Since he took office in 2010, Kemp has been a standard-bearer for Republicans’ nationwide efforts to make voting harder for nonwhites, young people, and poor people. The votes for Abrams were “not there” this week due in part to a process Kemp had presided over. Despite running for governor in a race he also oversaw, the Republican refused to recuse himself and only left office once he was sure he had won. “[I] wasn’t going to run from my job,” he reportedly said. Instead, Kemp oversaw an election on Tuesday marked by four-hour voting lines, malfunctioning digital-voting machines, and an electorate whose Democratic constituencies he sought to shrink through purged voter rolls, massive registration-application hold lists, and advancing a culture of intimidation that included frivolous prosecutions and lies about his opponent. Even so, Kemp snagged just 50.3 percent of the vote to Abrams’s 48.7, according to the current count. Abrams is still hoping for a runoff — assuming still-uncounted votes tilt the election in her favor — but that scenario seems unlikely.

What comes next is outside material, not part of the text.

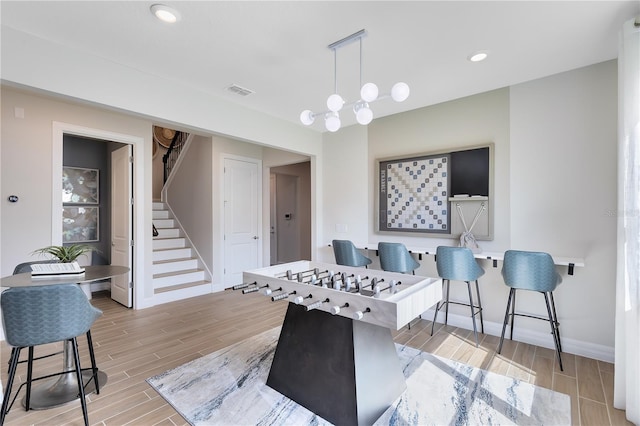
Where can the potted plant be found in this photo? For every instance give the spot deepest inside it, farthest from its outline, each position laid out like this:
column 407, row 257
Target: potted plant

For his part, Raffensperger has all but promised more of the same as Kemp. The Republican former state representative’s campaign website touts three issues, two of which — “[strengthening] voter ID” and “[keeping] our voter lists clean and updated” — trumpet his commitment to ensuring that only “legal citizens” cast ballots. We have seen what this means in practice. Noncitizen voter fraud is almost nonexistent in the U.S., as has been well-documented, but that did not stop Kemp from using it as a canard to justify suppression that disproportionately impacted nonwhites. The third issue on Raffensperger’s site is “paper ballot verification” — a gesture toward improving the state’s glitchy digital-voting process, which Georgia’s next secretary of State will be tasked with improving, or replacing. Kemp famously refused support from the Department of Homeland Security in 2016 to protect Georgia’s current system. Later that same month, a probe revealed a vast array of hacking vulnerabilities therein.

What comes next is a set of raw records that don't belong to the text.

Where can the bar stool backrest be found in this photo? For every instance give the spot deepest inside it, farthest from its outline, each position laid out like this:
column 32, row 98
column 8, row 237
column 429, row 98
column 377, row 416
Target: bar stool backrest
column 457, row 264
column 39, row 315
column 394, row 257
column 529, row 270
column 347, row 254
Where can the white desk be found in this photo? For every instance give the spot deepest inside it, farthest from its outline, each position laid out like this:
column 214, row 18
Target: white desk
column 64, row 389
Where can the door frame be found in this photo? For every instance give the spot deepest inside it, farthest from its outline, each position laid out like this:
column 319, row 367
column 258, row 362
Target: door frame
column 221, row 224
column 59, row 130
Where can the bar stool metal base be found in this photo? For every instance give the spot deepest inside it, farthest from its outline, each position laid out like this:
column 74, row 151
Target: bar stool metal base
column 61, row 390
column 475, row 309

Barrow’s website is less explicit about the issues, but advertises a pair of telling endorsements: Representative John Lewis, who as a young activist in 1965 had his skull fractured by law enforcement while leading voting-rights marchers across the Edmund Pettus Bridge in Selma, Alabama; and Ambassador Andrew Young, the former Atlanta mayor, U.S. congressman, and lieutenant for Dr. Martin Luther King Jr., whose activism propelled the passage of the Voting Rights Act that same year. Barrow is also famous for being “the last white Democrat in the U.S. House from a Deep South state” until his defeat in 2014, a tenure marked by a relatively conservative voting record (he voted against the Affordable Care Act in 2010) and having to move houses several times because Republicans kept redrawing his district. In a recent ad, Barrow vowed to protect registered voters’ right not to vote — a pretense used under Kemp to purge them from the rolls. “If you’ve got something better to do and nothing worth voting for, you’ve got a God-given right not to vote,” Barrow said.

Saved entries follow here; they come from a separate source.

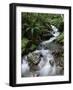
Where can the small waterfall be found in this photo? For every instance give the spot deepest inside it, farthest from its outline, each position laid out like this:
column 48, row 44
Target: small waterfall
column 47, row 65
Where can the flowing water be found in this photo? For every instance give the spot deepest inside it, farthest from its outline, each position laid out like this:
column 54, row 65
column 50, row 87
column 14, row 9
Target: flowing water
column 46, row 65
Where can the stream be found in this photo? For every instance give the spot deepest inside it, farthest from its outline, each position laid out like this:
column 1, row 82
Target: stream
column 41, row 62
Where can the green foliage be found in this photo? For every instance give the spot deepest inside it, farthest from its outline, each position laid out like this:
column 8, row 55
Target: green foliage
column 35, row 25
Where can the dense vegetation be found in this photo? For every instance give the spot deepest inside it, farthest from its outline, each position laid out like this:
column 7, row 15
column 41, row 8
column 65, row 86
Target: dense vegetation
column 36, row 25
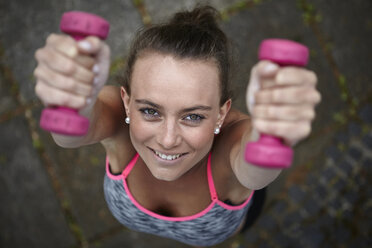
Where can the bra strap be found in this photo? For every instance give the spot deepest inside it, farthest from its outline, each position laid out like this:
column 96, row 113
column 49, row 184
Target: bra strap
column 212, row 188
column 130, row 166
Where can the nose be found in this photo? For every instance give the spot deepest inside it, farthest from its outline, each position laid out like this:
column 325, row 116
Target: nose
column 169, row 135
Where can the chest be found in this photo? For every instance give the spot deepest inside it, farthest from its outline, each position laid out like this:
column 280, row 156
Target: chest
column 171, row 199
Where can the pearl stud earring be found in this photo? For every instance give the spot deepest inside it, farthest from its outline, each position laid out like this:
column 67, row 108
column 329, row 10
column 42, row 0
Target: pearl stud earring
column 127, row 120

In the meantime, Governor Nathan Deal has chosen an interim replacement for Kemp. Robyn Crittenden, the commissioner of the state’s Department of Human Services, will oversee any potential runoff or recount that arises from yet-untallied votes. Kemp’s conflicts of interest in controlling the mechanisms of his own election mean the damage may have already been done. But as New York’s Sarah Jones wrote, the Democratic Party’s future rests on expanding voting rights. With Kemp out, Barrow could be the party’s vanguard in Georgia.